Compute Server Platform Architect

Confirmed live in the last 24 hours

Cerebras Systems

Cerebras Systems

Sunnyvale CA or Toronto Canada
On-site
Posted February 18, 2026

Job Description

Cerebras Systems builds the world's largest AI chip, 56 times larger than GPUs. Our novel wafer-scale architecture provides the AI compute power of dozens of GPUs on a single chip, with the programming simplicity of a single device.
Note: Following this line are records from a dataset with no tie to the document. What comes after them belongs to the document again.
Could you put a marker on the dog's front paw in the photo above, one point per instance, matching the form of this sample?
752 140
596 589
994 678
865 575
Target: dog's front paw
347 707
This approach allows Cerebras to deliver industry-leading training and inference speeds and empowers machine learning users to effortlessly run large-scale ML applications, without the hassle of managing hundreds of GPUs or TPUs.  

Cerebras' current customers include top model labs, global enterprises, and cutting-edge AI-native startups. OpenAI recently announced a multi-year partnership with Cerebras, to deploy 750 megawatts of scale, transforming key workloads with ultra high-speed inference. 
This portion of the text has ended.